Dr Johnston was speaking at the annual Grade Six Achievement Test (GSAT) awards function of the National Security Employees Co-op Credit Union at its Cross Roads location in Kingston last week.
The senior adviser shared with the students that he has worked in many countries around the world and English "is one thing that takes me through, because no matter what your skill or expertise, you have to be able to communicate with people".
He noted, however, that having a command of English does not mean they cannot speak all the other languages, including Jamaican creole, "but what it means is that you want to know you have one thing that you do well, because it opens doors for you."
In the meantime, Dr Johnston congratulated the scholarship awardees on their achievements and encouraged them to enter this new phase of their lives with a sense of purpose. He also reminded them to have faith, work hard and continue to strive for success.
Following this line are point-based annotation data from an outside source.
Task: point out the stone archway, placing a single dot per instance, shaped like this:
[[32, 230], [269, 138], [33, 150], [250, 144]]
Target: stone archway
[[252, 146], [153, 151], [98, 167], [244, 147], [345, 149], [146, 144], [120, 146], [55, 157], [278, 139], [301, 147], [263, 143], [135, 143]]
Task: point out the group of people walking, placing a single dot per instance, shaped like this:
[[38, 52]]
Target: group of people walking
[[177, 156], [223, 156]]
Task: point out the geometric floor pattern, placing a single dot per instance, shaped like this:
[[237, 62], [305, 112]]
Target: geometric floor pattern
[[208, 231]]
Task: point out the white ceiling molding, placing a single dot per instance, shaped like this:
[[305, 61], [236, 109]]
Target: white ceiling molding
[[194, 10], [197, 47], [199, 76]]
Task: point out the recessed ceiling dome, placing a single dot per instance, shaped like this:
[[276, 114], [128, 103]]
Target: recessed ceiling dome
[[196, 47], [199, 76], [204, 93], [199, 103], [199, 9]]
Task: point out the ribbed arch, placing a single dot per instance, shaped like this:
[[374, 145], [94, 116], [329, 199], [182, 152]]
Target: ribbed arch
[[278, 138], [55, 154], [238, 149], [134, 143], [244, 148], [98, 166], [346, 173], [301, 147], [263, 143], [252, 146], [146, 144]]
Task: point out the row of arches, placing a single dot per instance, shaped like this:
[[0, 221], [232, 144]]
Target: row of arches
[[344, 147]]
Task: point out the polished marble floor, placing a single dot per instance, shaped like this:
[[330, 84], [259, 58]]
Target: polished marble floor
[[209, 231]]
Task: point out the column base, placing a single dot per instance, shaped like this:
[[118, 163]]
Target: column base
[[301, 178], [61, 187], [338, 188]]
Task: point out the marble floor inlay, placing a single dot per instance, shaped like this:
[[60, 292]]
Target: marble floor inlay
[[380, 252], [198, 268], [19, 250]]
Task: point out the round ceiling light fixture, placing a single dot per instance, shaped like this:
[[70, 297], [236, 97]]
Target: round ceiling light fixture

The senior adviser also praised the credit union, which has provided more than $7 million in GSAT grants since the inception of the awards programme.
For the past eight years, the credit union has awarded children of members with yearly grants ranging from $10,000 to $20,000 per child.
The credit union hosts the function each year in honour of students who are successful in the GSAT exams and also assists parents to offset some of their back-to-school expenses. A total of 66 students were awarded this year.